Ms. THOMAS: I get - I do that every day to Mr. Gibbs. And he said (unintelligible) you asked that yesterday. You asked that the day before. Yes, I said, and I'm still waiting for an answer. We have this going round.

ROBERTS: We've talked a lot about presidents. Which press secretaries do you think set the right tone or did the right or did the best in terms of access and control?

Ms. THOMAS: Jerry terHorst. He was President Ford's first press secretary. He lasted one month.

RUDIN: Explain why he left.

(Soundbite of laughter)

Ms. THOMAS: Well, he was lied to by the counsel of the White House. Two reporters, I think New York Times and Miami News, came to him, and came to Jerry terHorst on a Friday and said we understand President Nixon is sending an emissary to San Clemente, to - I'm sorry - President Ford is sending an emissary to San Clemente to pardon Richard Nixon. And they got an immediate -Jerry checked it and immediately answered, no, preposperous, it isn't true. A couple of days later President Ford pardoned Nixon and Jerry resigned. He represented the highest integrity. He didn't want to lie people.

ROBERTS: Let's take one last call from Jane in Charlotte, North Carolina. Jane, welcome to TALK OF THE NATION.

JANE (Caller): Thank you, and hello, Helen. I'd like to…


JANE: …go back to something you had brought up earlier, which was the lack of editing now. You and I…

Ms. THOMAS: Right.

JANE: …we're both are working for UPI 40 years ago. And I will not…

(Soundbite of laughter)

JANE: …forget that I got this call in the Harrisburg, Pennsylvania bureau and it was you saying, can you take dictation? And I took dictation from you, which for a young reporter was quite a thrill at that time. But I will never forget that you finished dictating the story on the run and then you said, is that all right? Does that sound right to you? And I - through my career I so appreciated editors. I wonder if you could talk a little bit more about how editors influenced what you did.

ROBERTS: Jane, I'm afraid we have to leave it at that, but I do love that story. Helen Thomas…

Ms. THOMAS: And…

ROBERTS: …thank you so much for joining us.

Ms. THOMAS: And I love it too. Thank you.

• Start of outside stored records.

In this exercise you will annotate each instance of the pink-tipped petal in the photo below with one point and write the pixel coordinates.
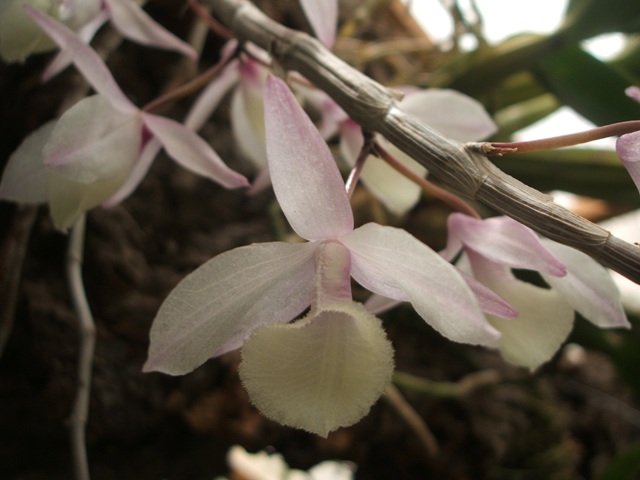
(304, 174)
(489, 301)
(93, 141)
(378, 304)
(391, 262)
(136, 25)
(64, 58)
(323, 17)
(628, 149)
(25, 177)
(451, 113)
(85, 59)
(503, 240)
(215, 308)
(210, 97)
(588, 288)
(247, 123)
(192, 152)
(138, 172)
(633, 92)
(543, 324)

ROBERTS: You can read an excerpt from Helen Thomas's book on our Web site at npr.org. It's about former President George H.W. Bush's problem with, in his words, the vision thing, which Thomas believes is essential for presidents. Also Ken Rudin, thank you so much for being here with us for the hour.

RUDIN: We didn't ask Helen Thomas whether she Twitters, but we'll do that another time, no.

ROBERTS: Quickly, what are you keeping an eye on this week?

RUDIN: Well, the November 3rd elections, and also what was going to happen with the Democrats and health care.